All serious pediatric cyclic antidepressant overdoses should be admitted to a pediatric ICU. Transfer may be indicated after the patient has been stabilized if the treating hospital has no such facility. Children with unintentional overdose should be admitted if inadequate supervision in the home is suspected or if adequate follow-up cannot be assured.

 

Medical Care

Decontamination

Decontamination measures, such as activated charcoal administration and possibly gastric lavage, may have theoretical benefit but the rapid onset of cyclic antidepressant toxicity limits real-life utility.[14]

Activated charcoal

While theoretically beneifical,  activated charcoal should not routinely be used due to the risk of rapid onset of toxicity and aspiration.[15]   It should be administerd only under direct supervision of a medical toxicologist or a poison control center, with assurance of airway control.

Gastric lavage

Gastric lavage should never be used routinely and should only be considered under direct supervision of a medical toxicologists or poison control center.  A 2013 position paper by the American Academy of Clinical Toxicology and the European Association of Poisons Centres and Clinical Toxicologists notes that only weak evidence supports gastric lavage as a beneficial treatment, even in special situations.[17]

Lipid emulsion therapy

There is increasing enthusiasm for use of lipid emulsion therapy (LET) as a potential nonspecific antidote for poisonings due to lipophilic toxicants. Originally established as an antidote for local anesthetic toxicity, LET has been reportedly used with variable success in some published cases of cyclic antidepressant toxicity.[18]  In particular, there are two published pediatric cases—an intentional, self-harm ingestion of amitriptyline by a 13-year-old, and a large exploratory ingestion of dothiepin (dosulepin; a tricyclic antidepresssant available in a number of countries outside the United States) by a 20-month-old—in which ventricular tachycardia was converted to sinus tachycardia within minutes of instituting LET.[19, 20]

Current dosing recommendations have been provided by the American College of Medical Toxicologists as follows[21] : 

  • A 20% lipid emulsion is administered as a 1.5 ml/kg bolus over 2-3 minutes.
  • This is followed by an infusion at 0.25 ml/kg/min. After 3 minutes of this infusion rate, response to the bolus and initial infusion should be assessed.
  • If there has been a significant response, the infusion rate may be adjusted to 0.025 mL/kg/min (i.e., 1/10 the initial rate). 
  • Blood pressure, heart rate, and other available hemodynamic parameters should be recorded at least every 15 minutes during the infusion. 
  • If there is an initial response to the bolus followed by the re-emergence of instability during the lowest-dose infusion, the infusion rate could be increased back to 0.25 mL/kg/min or, in severe cases, the bolus could be repeated.
  • There is no known maximal dose, but other authors have suggested a maximum dose of 10 mL/kg.

Published experience indicates that if LET is going to be effective, then rapid and noticeable clinical improvement (eg, return of spontaneous circulation, termination of malignant dysrhythmia) should follow the initial bolus.
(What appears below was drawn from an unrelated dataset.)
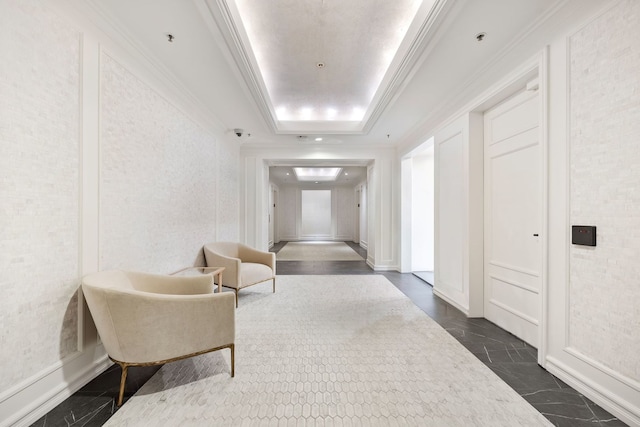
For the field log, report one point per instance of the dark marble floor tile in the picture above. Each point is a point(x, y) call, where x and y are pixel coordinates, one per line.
point(426, 276)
If no effect is noted, an immediate second bolus may be considered. If there is still no observable response, further doses should not be considered unless the patient is in extremis.

LET does have several major drawbacks. For one, its mechanism of action is unclear. The most popular explanation is the “lipid sink” theory, which proposes that by introducing a new intravascular lipid “compartment,” lipophilic drugs will be attracted to the intravascular space and pulled away from target sites (eg, brain, heart).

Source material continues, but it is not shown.